According to the plan’s Form 5500 from 2016, the last year of its existence, it had 122 active participants at the beginning of 2016 and 0 at year’s end. It had 711 retired participants, 303 participants entitled to benefits in the future and 246 deceased participants with beneficiaries receiving benefits. The plan was 21.84% funded at the end of that year.

The Floral Park, New York-based plan argued that it restored itself in September 2022 and met the criteria for a grant under the Special Financial Assistance program. Specifically, according to the PBGC’s final rule, a plan in critical and declining status in plan years 2020, 2021 or 2022 is eligible for a grant, in addition to other criteria. Since Local 550 was in critical and declining status in 2022, the year it was reconstituted, it asserted that denying the plan’s application was unlawful.

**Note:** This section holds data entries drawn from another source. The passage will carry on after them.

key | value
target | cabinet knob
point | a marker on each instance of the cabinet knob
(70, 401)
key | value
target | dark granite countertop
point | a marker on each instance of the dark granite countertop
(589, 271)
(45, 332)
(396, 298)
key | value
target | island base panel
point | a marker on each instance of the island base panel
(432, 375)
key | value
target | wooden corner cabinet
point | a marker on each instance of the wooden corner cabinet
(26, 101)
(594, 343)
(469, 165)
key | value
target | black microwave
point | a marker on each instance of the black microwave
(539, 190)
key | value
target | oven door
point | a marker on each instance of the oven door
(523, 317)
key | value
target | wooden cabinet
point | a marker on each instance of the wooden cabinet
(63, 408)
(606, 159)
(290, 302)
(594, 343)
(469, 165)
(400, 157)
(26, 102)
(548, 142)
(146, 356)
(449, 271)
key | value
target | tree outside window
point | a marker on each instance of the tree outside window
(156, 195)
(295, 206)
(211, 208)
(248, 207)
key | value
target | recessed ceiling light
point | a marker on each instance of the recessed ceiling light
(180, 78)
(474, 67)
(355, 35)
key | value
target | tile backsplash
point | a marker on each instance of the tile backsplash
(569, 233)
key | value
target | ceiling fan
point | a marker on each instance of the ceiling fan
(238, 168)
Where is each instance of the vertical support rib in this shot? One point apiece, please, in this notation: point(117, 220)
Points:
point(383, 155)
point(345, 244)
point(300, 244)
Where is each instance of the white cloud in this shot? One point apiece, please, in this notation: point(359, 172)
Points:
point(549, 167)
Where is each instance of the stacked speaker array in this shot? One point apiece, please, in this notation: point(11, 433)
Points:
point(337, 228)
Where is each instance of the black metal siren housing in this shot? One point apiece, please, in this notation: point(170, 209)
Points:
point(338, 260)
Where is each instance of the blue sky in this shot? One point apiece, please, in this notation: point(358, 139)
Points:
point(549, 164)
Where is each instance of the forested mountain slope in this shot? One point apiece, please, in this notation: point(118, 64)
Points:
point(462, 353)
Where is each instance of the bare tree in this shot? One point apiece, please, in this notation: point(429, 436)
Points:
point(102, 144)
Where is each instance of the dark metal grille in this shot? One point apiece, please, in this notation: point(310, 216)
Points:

When the plan restored itself in 2022, it anticipated its insolvency by August 2023. The plan applied for a $132 million grant in January 2023. The PBGC denied the application because plans terminated by mass withdrawal are ineligible for a grant, and there is no process for self-restoration under the Employee Retirement Income Security Act. Only the PBGC can restore a multiemployer plan.

The district court ruled that a terminated plan cannot have status under the PBGC’s system for rating plan solvency and therefore cannot claim to have been in critical and declining status for the purposes of applying for an SFA grant. Further, ERISA does not permit plans to unilaterally restore themselves. Therefore, the PBGC acted reasonably within the statute in denying the application, according to the court decision.

John Lowell, a partner with October Three, explains that, “While the statute makes provision for PBGC to restore a plan that has been terminated via mass withdrawal, the statute neither specifically allows nor precludes a fund from doing that itself. The court found that PBGC was acting within the powers afforded it by Congress in saying that the fund in question could not restore itself and thereby make itself eligible for the taxpayer-funded Special Financial Assistance.”

Lowell adds that this is unlikely to be a recurrent problem, because this is “an unusual case in which the fund tried to avail itself of a novel legal theory. I do not see where this will have any effect on other pending or future applications for SFA money of which I am aware.”

Attorneys for the plan did not respond to a request for comment about whether they intend to appeal the court’s decision.